TeamEvil
TeamEvil Dork
5/30/17 9:56 a.m.

I'm trying to fit a modern Carter carb onto a manifold made to accept an original '63 era Carter carb on it (327 Corvette manifold) and am going to have to use a spacer to make the match-up.

The spacer is the open plenum type, just a square hole, like this one:

http://images.oreillyauto.com/parts/img/large/mrg/6005.jpg

I've heard that this style spacer can cause problems because the fuel mix isn't directed right into the holes in the manifold, but rather sort of floats around in the open chamber before vacuum takes over and the mix get's sucked into the manifold.

Also heard that this style spacer tends to result in the fuel mixture de-atomizing and pooling as a liquid.

Anyone successfully running an open style spacer? Any problems? And info/comments/etc.?

Kind of worried about the potential problem . . .

Thanks !

hhaase
hhaase Reader
5/30/17 10:10 a.m.

Best bet is always going to be to try and match the carb spacer to the layout of the intake manifold. A spacer like the one you linked would be a good match for something like an edelbrock torquer intake that already has an open plenum. I'd assume your current intake has a 4 hole carb mounting, if it's factory, so that's what I'd use for a spacer. Prevents the issues you mentioned while also keeping intake velocity up. Jegs and Summit are going to have piles of various spacers and adapter/spacers.

If you have a coolant passage in the intake, and it runs close to the carb mounting, don't get a metal spacer. Go with a composite of some type. Aluminum can transfer too much heat from the intake manifold to the carb, and particularly with a Carter, it can make your float bowl too warm. Not so much of an issue with Holley's that have the bowls hanging off the side.

-Hans

TeamEvil
TeamEvil Dork
5/30/17 3:09 p.m.

hhaase,

GREAT info, thanks ! Never considered the material that the spacer was made of. I had a thought this afternoon, the spacer that I've been going to use is made of aluminum, open plenum and 0.5" thick. If this style wouldn't work well, is was going to grab up some urethane mix at the local department store, fill the open void and drill four holes into it. An alternative would be to melt down a plastic toy of three (or a mess of plastic milk jugs) and pour that instead.

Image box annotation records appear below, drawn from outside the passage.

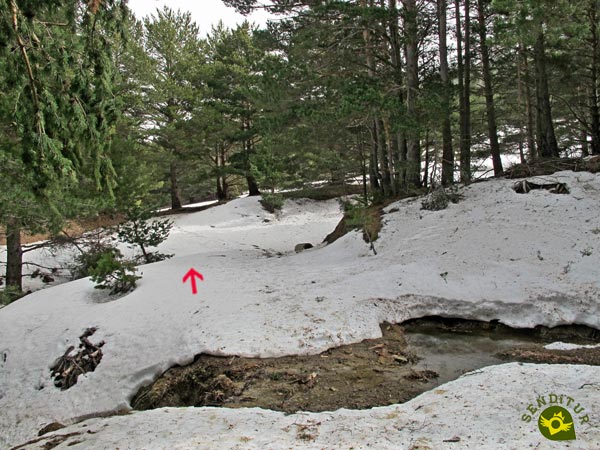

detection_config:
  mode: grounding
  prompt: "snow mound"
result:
[0,172,600,448]
[14,363,600,450]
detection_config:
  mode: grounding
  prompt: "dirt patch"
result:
[131,324,436,413]
[498,345,600,366]
[504,156,600,178]
[131,317,600,413]
[0,214,124,245]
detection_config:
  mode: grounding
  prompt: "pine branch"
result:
[10,0,44,134]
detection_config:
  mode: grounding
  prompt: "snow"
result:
[0,172,600,449]
[11,363,600,450]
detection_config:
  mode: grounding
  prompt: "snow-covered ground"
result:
[0,172,600,449]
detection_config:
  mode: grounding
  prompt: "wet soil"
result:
[131,317,600,413]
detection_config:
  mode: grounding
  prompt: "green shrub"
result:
[91,249,141,295]
[342,200,381,242]
[117,205,173,264]
[71,242,118,280]
[260,194,285,213]
[0,286,27,305]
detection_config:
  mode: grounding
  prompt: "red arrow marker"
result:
[183,267,204,294]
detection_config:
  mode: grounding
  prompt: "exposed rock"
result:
[294,242,313,253]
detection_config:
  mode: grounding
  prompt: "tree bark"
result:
[375,119,392,198]
[437,0,454,186]
[170,161,182,209]
[454,0,471,184]
[402,0,421,186]
[6,217,23,291]
[388,0,406,188]
[520,45,538,159]
[586,0,600,155]
[477,0,504,176]
[533,29,559,158]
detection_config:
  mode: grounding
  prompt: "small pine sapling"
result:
[117,205,173,264]
[90,249,142,295]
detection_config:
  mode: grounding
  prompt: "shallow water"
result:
[406,331,539,387]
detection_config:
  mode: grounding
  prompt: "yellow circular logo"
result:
[538,406,575,441]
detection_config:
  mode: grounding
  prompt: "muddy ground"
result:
[131,320,600,413]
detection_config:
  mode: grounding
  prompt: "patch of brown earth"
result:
[131,324,437,413]
[131,317,600,413]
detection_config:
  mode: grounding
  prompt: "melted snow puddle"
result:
[403,317,600,388]
[131,317,600,412]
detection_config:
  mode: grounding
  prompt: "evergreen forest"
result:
[0,0,600,290]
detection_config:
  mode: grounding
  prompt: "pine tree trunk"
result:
[437,0,454,186]
[589,0,600,155]
[375,119,392,198]
[388,0,406,188]
[520,45,538,159]
[477,0,503,176]
[516,45,526,164]
[454,0,471,184]
[6,217,23,291]
[170,161,182,209]
[402,0,421,186]
[533,29,559,158]
[244,141,260,197]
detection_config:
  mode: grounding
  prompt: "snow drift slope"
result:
[12,363,600,450]
[0,172,600,448]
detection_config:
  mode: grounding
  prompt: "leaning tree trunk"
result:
[586,0,600,155]
[388,0,406,188]
[6,217,23,291]
[170,161,182,209]
[477,0,503,176]
[454,0,471,183]
[244,141,260,197]
[437,0,454,186]
[533,29,559,158]
[402,0,421,186]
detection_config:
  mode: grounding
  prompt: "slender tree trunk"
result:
[402,0,421,186]
[244,141,260,197]
[454,0,471,183]
[388,0,406,188]
[519,44,538,159]
[533,28,559,158]
[586,0,600,155]
[477,0,503,176]
[375,120,392,198]
[170,161,182,209]
[454,0,471,184]
[423,130,431,188]
[6,217,23,291]
[437,0,454,186]
[369,124,381,192]
[461,0,471,176]
[382,117,399,196]
[516,45,526,164]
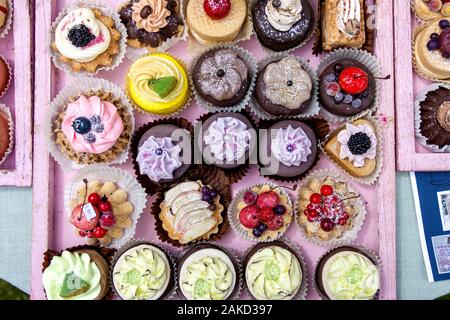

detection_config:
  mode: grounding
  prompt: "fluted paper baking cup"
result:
[182,0,253,55]
[227,182,296,242]
[177,241,244,300]
[109,239,178,300]
[0,104,15,165]
[190,45,258,112]
[294,169,366,246]
[250,52,320,120]
[312,242,383,300]
[414,83,450,152]
[64,165,147,248]
[319,116,384,185]
[317,49,381,123]
[45,78,135,170]
[125,52,194,118]
[47,0,128,76]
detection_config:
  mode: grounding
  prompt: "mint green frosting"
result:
[245,246,303,300]
[113,245,170,300]
[42,251,101,300]
[322,251,380,300]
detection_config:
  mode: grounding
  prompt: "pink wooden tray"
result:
[0,0,34,186]
[394,0,450,171]
[31,0,396,299]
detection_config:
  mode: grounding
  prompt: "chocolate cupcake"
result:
[244,241,306,300]
[319,58,376,117]
[199,112,256,170]
[192,47,252,108]
[315,246,381,300]
[252,0,314,51]
[131,118,192,194]
[416,84,450,149]
[259,120,318,180]
[255,56,314,116]
[178,243,240,300]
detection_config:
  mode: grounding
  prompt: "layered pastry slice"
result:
[322,0,366,51]
[159,181,224,244]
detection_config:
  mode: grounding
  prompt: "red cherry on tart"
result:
[339,67,369,95]
[203,0,231,19]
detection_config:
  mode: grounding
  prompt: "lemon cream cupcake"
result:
[126,53,190,115]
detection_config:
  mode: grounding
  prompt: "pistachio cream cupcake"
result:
[126,53,190,115]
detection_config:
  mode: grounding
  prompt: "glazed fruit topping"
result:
[203,0,231,19]
[68,24,95,48]
[348,132,372,155]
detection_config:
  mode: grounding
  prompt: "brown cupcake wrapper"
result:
[189,44,258,112]
[176,241,244,300]
[42,245,116,300]
[242,238,309,300]
[130,118,194,195]
[150,166,231,248]
[124,52,194,119]
[250,52,320,120]
[194,110,258,184]
[227,182,297,243]
[0,104,15,165]
[258,117,330,183]
[313,0,376,56]
[414,83,450,152]
[312,242,383,300]
[109,239,178,300]
[294,169,367,246]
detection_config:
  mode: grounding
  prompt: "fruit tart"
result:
[297,171,365,243]
[228,184,293,242]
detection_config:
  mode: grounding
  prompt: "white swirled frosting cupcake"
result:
[178,244,238,300]
[316,247,380,300]
[245,241,304,300]
[113,244,173,300]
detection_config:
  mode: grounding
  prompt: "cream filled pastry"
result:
[55,8,111,63]
[113,244,172,300]
[62,96,124,154]
[180,247,237,300]
[245,245,303,300]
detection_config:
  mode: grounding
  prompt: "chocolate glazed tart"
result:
[177,243,241,300]
[252,0,314,51]
[314,246,380,300]
[419,87,450,148]
[243,240,307,299]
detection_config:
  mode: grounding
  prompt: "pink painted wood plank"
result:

After reading your post regarding heat transfer, and one I determine just how much of a spacer is needed, I was thinking of grabbing up a sample floor vinyl floor tile piece or two, laminate them together or just use the one depending on the needed thickness, drill for the mounting holes and manifold/carb holes, and use that instead of the aluminum spacer.

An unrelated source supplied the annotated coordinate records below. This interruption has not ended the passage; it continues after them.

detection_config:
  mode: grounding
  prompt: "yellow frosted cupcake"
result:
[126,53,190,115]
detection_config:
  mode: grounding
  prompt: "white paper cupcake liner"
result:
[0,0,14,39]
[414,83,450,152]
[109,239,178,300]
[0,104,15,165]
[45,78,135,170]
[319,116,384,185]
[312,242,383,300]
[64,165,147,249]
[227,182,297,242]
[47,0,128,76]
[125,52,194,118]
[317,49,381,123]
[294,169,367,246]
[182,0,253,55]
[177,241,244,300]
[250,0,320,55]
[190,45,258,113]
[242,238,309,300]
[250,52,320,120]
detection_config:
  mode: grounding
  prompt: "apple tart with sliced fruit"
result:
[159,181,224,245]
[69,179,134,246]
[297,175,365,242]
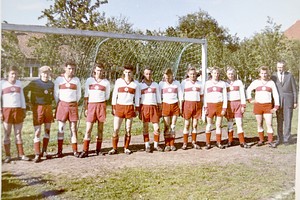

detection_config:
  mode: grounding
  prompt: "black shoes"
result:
[79,151,89,158]
[216,142,225,149]
[240,142,251,149]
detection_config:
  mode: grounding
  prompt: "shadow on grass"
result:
[2,172,65,200]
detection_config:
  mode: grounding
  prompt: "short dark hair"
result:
[65,60,76,67]
[277,60,286,66]
[8,65,19,73]
[123,64,134,71]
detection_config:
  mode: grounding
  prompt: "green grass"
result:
[2,160,294,200]
[1,104,298,159]
[2,105,298,199]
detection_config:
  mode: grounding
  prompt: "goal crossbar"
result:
[1,23,206,44]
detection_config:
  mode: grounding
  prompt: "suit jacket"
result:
[271,72,298,108]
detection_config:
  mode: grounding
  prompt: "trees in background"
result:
[2,0,300,83]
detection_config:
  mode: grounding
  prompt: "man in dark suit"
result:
[272,61,298,145]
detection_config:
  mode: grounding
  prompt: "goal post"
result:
[2,23,207,81]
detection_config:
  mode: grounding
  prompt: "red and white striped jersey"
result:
[0,80,26,109]
[204,80,227,109]
[111,78,140,107]
[225,80,246,106]
[181,79,203,101]
[84,77,110,103]
[54,76,81,102]
[159,80,183,104]
[140,81,161,105]
[246,80,279,107]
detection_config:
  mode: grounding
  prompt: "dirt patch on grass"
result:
[2,130,296,178]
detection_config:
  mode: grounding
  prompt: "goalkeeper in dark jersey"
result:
[24,66,54,162]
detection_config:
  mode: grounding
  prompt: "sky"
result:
[1,0,300,39]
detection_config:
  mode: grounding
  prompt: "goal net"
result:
[1,23,207,85]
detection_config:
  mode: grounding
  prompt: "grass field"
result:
[2,106,298,199]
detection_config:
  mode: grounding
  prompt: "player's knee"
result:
[205,124,211,132]
[227,122,233,131]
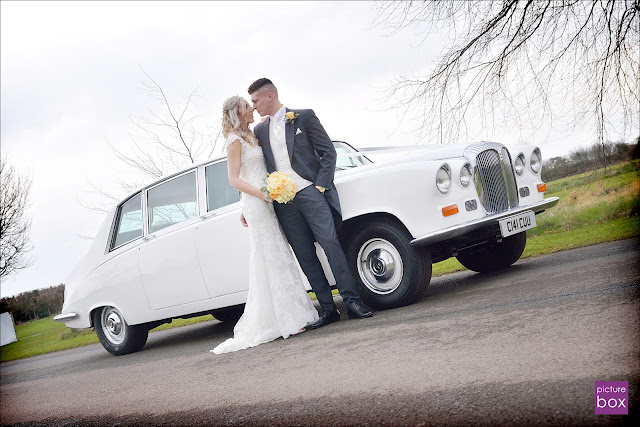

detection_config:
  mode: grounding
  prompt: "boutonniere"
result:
[284,111,299,124]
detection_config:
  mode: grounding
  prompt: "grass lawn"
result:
[0,315,213,362]
[0,161,640,362]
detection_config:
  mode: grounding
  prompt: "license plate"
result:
[500,211,536,237]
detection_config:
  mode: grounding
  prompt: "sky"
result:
[0,1,632,297]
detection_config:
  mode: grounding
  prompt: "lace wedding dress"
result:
[211,134,318,354]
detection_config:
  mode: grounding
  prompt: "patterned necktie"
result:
[271,116,285,145]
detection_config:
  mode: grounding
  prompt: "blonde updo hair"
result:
[222,95,258,146]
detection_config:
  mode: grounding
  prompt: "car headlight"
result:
[513,153,524,176]
[436,163,451,194]
[460,163,471,188]
[531,148,542,174]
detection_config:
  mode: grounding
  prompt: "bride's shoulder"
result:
[225,132,245,147]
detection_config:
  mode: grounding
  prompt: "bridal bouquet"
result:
[261,171,298,203]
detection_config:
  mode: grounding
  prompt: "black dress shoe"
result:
[307,310,340,329]
[345,301,373,319]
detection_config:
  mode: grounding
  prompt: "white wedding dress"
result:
[211,134,318,354]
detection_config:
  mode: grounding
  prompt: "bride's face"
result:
[238,101,253,123]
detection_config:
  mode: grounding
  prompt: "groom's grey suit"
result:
[254,108,360,311]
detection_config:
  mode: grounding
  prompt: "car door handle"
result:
[200,212,216,221]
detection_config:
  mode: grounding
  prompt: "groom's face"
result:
[251,89,275,117]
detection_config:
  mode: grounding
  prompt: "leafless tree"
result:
[81,67,222,213]
[0,159,33,278]
[375,0,640,144]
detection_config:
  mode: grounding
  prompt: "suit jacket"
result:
[253,108,342,230]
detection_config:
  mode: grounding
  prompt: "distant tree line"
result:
[542,137,640,181]
[0,284,64,323]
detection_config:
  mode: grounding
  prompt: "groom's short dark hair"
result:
[248,77,278,96]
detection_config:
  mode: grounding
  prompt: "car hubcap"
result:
[358,239,402,295]
[102,307,125,344]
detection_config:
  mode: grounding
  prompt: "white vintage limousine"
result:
[55,142,558,355]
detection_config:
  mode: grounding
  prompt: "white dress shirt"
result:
[269,105,313,191]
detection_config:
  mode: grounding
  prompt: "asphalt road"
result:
[0,239,640,426]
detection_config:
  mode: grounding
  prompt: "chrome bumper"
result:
[53,313,78,322]
[411,197,560,246]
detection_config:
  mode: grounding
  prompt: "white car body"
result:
[56,143,558,354]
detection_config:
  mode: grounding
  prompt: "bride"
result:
[211,95,318,354]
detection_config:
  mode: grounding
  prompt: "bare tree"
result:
[0,159,33,278]
[81,67,222,213]
[376,0,640,144]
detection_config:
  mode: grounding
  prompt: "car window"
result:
[111,193,142,249]
[204,161,240,212]
[147,171,198,233]
[334,142,371,170]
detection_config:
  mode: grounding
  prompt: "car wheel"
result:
[456,231,527,273]
[345,219,431,309]
[211,304,244,322]
[93,307,149,356]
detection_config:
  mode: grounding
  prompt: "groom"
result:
[249,78,372,329]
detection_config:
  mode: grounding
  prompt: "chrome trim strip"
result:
[411,197,560,246]
[53,313,78,322]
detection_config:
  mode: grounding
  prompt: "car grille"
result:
[465,142,519,213]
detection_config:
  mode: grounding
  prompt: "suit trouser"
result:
[274,185,360,311]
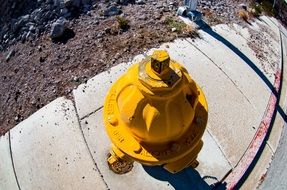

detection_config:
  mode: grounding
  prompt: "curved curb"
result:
[224,32,283,190]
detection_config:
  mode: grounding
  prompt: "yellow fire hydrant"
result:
[104,50,208,174]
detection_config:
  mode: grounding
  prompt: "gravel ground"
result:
[0,0,266,136]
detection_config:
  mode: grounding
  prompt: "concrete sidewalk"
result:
[0,17,286,190]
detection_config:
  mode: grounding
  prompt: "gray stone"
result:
[50,17,68,39]
[135,0,145,5]
[64,0,81,9]
[104,6,122,16]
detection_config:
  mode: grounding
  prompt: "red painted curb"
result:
[224,70,281,190]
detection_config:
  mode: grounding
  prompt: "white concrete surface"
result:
[81,109,231,190]
[10,98,106,190]
[0,16,284,190]
[0,133,18,190]
[156,40,264,166]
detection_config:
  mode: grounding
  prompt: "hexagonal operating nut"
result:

Might be easier than pouring urethane and would be MUCH better at not transferring heat from the manifold to the carb, of course I have yet checked to see if vinyl is fuel proof.

There are TONS of spacers of all types available, but I'm gonna TRY to work with what I have and see if I can't make it work with help from you guys and a some crap lying around the house . . .

hhaase
hhaase Reader
5/30/17 3:53 p.m.

I'm normally all for doing crazy things, but if it degrades and starts dumping crumbs down the intake, you're looking at an engine. And this is for a part that will be seeing wide temp swings, plus near constant exposure to fuel. For a $20 part I'd just buy a ready made spacer.

-Hans

APEowner
APEowner Reader
5/30/17 4:05 p.m.

Wood is actually a pretty good carb spacer material. If that feels a little too GRM for you then make it out of phenolic.

TeamEvil
TeamEvil Dork
5/30/17 4:36 p.m.

I'll try wood then, easier and more available down my cellar. Maybe a thin skim of JB Weld around each hole to prevent the fuel/air mix from seeping into the wood.